Abstract
Noradrenaline (NA) and hypocretins/orexins (HCRT), and their receptors, dynamically modulate the circuits that configure behavioral states, and their associated oscillatory activities. Salient stimuli activate spiking of locus coeruleus noradrenergic (NALC) cells, inducing NA release and brain-wide noradrenergic signalling, thus resetting network activity, and mediating an orienting response. Hypothalamic HCRT neurons provide one of the densest input to NALC cells. To functionally address the HCRT-to-NA connection, we selectively disrupted the Hcrtr1 gene in NA neurons, and analyzed resulting (Hcrtr1Dbh-CKO) mice’, and their control littermates’ electrocortical response in several contexts of enhanced arousal. Under enforced wakefulness (EW), or after cage change (CC), Hcrtr1Dbh-CKO mice exhibited a weakened ability to lower infra-θ frequencies (1–7 Hz), and mount a robust, narrow-bandwidth, high-frequency θ rhythm (~8.5 Hz).
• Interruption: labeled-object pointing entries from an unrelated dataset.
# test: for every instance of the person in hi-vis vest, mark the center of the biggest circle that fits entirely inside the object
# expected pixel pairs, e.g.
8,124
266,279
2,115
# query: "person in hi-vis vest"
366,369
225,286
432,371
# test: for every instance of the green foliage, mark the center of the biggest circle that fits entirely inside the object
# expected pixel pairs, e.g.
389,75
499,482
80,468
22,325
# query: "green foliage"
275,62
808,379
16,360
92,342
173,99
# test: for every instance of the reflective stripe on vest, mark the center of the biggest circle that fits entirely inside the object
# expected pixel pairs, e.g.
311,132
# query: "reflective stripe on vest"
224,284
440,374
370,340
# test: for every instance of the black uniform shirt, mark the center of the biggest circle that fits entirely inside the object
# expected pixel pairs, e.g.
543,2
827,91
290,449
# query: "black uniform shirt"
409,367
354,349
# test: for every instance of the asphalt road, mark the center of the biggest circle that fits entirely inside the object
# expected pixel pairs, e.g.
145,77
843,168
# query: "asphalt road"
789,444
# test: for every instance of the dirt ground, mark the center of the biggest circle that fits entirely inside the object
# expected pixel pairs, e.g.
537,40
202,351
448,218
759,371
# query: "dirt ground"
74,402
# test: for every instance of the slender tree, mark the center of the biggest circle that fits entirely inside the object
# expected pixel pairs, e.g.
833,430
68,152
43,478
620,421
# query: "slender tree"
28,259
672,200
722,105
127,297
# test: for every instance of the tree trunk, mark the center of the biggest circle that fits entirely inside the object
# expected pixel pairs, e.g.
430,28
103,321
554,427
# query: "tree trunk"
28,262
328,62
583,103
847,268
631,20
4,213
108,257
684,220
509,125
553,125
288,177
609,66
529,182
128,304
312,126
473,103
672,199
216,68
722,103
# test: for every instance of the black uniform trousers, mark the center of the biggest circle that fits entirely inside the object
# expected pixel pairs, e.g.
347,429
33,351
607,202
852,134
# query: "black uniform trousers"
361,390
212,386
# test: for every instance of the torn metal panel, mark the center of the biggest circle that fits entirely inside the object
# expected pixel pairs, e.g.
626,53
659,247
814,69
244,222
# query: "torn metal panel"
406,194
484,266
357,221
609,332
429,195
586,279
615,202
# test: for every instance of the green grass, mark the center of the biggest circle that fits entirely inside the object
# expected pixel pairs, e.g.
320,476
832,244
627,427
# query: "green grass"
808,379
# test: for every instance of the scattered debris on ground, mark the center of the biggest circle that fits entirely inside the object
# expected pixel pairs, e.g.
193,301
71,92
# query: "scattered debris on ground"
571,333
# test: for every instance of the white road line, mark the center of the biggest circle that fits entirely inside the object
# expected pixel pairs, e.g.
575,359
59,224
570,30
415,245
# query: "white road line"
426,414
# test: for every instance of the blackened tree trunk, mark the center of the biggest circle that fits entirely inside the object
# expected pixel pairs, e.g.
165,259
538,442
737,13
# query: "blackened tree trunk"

A fast-γ (55–80 Hz) response, whose dynamics closely parallelled θ, also diminished, while β/slow-γ activity (15–45 Hz) increased. Furthermore, EW-associated locomotion was lower. Surprisingly, nestbuilding-associated wakefulness, inversely, featured enhanced θ and fast-γ activities. Thus HCRT-to-NA signalling may fine-tune arousal, up in alarming conditions, and down during self-motivated, goal-driven behaviors. Lastly, slow-wave-sleep following EW and CC, but not nestbuilding, was severely deficient in slow-δ waves (0.75–2.25 Hz), suggesting that HCRT-to-NA signalling regulates the slow-δ rebound characterizing sleep after stress-associated arousal.
Highlights
Electrical brain waves can be used to define behavioral domains called vigilance states
To examine whether NALC cell-specific Hcrtr[1] gene inactivation at an adult stage causes a more severe phenotype than the one we report in CKO mice, a Th-driven Cre-expressing viral vector may be injected in the locus coeruleus (LC) of adult Hcrtr1flox/flox mice
We focus on fear, and reward(VTA) related structures, which receive both direct projections from HCRT and NA cell groups[101,102,103]
Summary
Electrical brain waves (or oscillations) can be used to define behavioral domains called vigilance (or behavioral) states. State-specific oscillations emerge from dynamic neuronal activity in interconnected cortical and subcortical microcircuits responding to external stimuli and a multitude of internal indices of the animal’s circadian, homeostatic, and motivational state Many of these signals are implemented by a set of key neuromodulators (acetylcholine, histamine, noradrenaline [NA], serotonin, dopamine, and hypocretin-1 and 2/orexin-A and B [HCRT]), produced in a set of subcortical arousal ‘hubs’, that are active when the animal is awake, but mostly silent in www.nature.com/scientificreports/. All these neuromodulator-producing neurons regulate waking states and attention, they widely differ in their neuroanatomical and electrophysiological properties, the contexts that activate them, and the downstream effectors they act upon, and their behavioral translation[7,8]. In situ hybridization reveals that the LC, as well as the brainstem’s six other NA cell groups, express Hcrtr[1], in relative absence of Hcrtr[2] expression[20,25,26]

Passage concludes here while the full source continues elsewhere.